Ein häufig gegen das Guarani vorgebrachtes Argument — vor hundert Jahren und nun wieder in der Diskussion um Reformen des Bildungswesens —, ist, dass es die ohnehin latent gegebene Isolation Paraguays verfestige: ein Argument, das im Zeitalter der Globalisierung natürlich besonders schlagkräftig ist.

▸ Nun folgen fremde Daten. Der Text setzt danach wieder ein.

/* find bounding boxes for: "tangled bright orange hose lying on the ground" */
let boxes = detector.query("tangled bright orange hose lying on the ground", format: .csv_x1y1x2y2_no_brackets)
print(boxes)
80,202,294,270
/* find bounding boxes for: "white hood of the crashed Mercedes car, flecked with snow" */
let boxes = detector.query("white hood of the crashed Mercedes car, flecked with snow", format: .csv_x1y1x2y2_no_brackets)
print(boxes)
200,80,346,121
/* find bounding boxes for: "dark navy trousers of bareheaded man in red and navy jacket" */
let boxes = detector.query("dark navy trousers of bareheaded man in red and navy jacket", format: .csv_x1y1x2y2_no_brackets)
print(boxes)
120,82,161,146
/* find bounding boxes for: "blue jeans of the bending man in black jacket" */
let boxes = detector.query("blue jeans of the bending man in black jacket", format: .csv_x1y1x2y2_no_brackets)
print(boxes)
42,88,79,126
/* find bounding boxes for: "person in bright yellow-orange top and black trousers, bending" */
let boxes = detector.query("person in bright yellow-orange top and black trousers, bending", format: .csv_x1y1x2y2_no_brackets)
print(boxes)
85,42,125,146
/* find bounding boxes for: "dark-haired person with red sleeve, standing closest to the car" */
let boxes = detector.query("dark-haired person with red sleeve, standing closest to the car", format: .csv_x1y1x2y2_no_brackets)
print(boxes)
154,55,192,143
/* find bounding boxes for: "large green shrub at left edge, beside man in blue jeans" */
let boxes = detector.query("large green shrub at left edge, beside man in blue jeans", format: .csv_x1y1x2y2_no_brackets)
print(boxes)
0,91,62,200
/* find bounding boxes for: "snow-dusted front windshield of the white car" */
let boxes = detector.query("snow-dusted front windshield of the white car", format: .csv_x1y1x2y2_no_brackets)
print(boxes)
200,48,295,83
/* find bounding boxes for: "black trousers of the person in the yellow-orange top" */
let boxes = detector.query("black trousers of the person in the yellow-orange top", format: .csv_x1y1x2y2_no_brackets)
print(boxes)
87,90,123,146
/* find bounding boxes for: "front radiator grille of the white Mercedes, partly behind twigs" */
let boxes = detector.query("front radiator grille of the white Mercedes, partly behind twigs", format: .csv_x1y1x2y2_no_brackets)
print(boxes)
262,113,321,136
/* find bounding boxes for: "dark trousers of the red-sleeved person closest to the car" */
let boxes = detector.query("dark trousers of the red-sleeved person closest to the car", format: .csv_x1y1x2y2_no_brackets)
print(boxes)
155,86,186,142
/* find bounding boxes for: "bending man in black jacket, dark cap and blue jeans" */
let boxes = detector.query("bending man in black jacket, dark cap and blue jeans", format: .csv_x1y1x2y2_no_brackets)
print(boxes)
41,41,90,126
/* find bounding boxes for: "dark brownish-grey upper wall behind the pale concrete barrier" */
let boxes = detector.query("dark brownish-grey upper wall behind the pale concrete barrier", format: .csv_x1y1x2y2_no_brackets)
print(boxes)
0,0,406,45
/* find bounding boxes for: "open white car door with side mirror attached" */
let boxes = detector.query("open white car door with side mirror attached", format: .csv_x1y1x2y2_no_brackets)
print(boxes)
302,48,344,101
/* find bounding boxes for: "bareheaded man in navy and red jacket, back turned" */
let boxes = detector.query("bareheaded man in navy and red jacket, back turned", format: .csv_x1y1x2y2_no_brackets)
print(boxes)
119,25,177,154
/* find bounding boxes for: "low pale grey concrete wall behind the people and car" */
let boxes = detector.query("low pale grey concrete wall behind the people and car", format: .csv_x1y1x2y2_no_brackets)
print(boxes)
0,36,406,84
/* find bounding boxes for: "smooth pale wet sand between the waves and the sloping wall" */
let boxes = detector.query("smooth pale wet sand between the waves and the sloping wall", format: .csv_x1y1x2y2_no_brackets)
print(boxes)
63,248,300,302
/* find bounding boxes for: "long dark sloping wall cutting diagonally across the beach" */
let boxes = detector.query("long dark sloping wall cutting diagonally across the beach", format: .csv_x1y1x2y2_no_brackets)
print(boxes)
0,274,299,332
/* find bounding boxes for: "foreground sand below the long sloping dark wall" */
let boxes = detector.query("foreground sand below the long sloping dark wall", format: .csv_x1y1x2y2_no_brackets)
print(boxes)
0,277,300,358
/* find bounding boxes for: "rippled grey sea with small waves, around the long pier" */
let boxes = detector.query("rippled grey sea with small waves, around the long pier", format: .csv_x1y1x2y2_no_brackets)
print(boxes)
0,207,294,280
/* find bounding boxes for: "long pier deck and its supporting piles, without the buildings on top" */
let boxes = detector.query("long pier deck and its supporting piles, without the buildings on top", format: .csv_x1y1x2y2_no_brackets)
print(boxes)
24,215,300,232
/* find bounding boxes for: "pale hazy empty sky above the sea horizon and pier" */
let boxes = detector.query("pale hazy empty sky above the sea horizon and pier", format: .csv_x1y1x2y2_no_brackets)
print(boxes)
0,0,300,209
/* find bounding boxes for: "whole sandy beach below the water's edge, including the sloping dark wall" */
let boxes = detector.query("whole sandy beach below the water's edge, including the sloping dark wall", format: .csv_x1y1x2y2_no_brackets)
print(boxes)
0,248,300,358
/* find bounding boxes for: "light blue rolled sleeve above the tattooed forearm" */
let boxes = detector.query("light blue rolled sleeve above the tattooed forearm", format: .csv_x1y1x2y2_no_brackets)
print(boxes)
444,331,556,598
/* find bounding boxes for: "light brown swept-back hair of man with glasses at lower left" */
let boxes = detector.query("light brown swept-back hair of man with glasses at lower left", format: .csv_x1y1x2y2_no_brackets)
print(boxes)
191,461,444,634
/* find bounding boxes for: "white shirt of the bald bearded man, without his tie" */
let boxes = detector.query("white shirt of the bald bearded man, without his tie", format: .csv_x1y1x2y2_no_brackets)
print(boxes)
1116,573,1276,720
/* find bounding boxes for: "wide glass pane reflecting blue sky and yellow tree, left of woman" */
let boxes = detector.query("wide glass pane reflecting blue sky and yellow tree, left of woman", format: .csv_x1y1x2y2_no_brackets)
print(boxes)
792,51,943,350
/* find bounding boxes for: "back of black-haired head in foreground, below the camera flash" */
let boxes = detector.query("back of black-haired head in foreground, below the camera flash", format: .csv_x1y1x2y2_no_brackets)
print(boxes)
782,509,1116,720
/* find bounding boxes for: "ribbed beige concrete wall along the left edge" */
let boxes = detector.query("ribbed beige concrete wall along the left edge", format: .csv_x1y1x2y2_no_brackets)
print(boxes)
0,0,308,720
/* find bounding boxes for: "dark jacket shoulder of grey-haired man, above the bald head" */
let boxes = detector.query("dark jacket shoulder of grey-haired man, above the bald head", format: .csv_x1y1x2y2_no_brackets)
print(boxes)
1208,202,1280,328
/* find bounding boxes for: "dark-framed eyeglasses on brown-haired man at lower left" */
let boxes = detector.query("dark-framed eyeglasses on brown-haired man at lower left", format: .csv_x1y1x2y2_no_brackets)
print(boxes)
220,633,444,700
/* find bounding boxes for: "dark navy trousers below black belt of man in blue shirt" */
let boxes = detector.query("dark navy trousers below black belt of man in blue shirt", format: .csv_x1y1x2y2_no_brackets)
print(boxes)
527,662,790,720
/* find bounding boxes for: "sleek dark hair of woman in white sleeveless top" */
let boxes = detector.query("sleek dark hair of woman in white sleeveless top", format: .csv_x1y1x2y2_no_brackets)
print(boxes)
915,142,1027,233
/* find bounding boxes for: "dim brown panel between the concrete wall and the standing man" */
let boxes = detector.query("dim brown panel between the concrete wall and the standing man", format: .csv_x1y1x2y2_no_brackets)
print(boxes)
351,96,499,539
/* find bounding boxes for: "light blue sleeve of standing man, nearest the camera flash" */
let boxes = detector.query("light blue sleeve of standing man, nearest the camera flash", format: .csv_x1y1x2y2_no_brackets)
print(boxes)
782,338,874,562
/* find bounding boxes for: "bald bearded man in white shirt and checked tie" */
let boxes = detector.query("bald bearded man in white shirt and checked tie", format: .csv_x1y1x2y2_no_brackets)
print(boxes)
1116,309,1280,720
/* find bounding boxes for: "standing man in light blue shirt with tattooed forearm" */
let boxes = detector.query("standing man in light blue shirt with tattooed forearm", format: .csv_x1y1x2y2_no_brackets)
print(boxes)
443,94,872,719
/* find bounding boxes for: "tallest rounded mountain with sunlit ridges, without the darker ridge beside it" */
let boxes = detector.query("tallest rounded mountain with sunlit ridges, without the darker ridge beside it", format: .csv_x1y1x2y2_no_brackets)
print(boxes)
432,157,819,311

Ich sehe in der Bewahrung und Förderung einer Regionalsprache und damit der an sie gebundenen Kultur kein Hemmnis für die überregionale Integration - umso weniger im Falle Paraguays und des Guarani, als diese Sprache doch gerade ein kulturelles Band zu den derzeitigen Mitgliedsstaaten des Mercosur knüpft. Niemand fordert ja ernsthaft, dass das Guarani im internationalen Verkehr an die Stelle des Spanischen treten sollte, sondern es geht um die Bewahrung und den Ausbau der Zwei- oder Mehrsprachigkeit, die in vielen modernen Ländern Europas gegeben ist, ohne dass diese dadurch kulturell oder wirtschaftlich marginalisiert würden.

Für den Fall Paraguays hoffe ich darüber hinaus gezeigt zu haben, dass seine nationale Sprache und Kultur sich seit jeher durch Offenheit und Integrationsfreudigkeit ausgezeichnet haben und dass Purismus und Abgrenzung nicht der Königsweg sind. Auch linguistisch läßt sich das dadurch untermauern, dass derjenige, der von ñande reko spricht, ein inklusives Wir meint: Er bezieht immer auch den Angesprochenen, den anderen mit ein und verabsolutiert nicht die eigene, individuelle Seinsweise.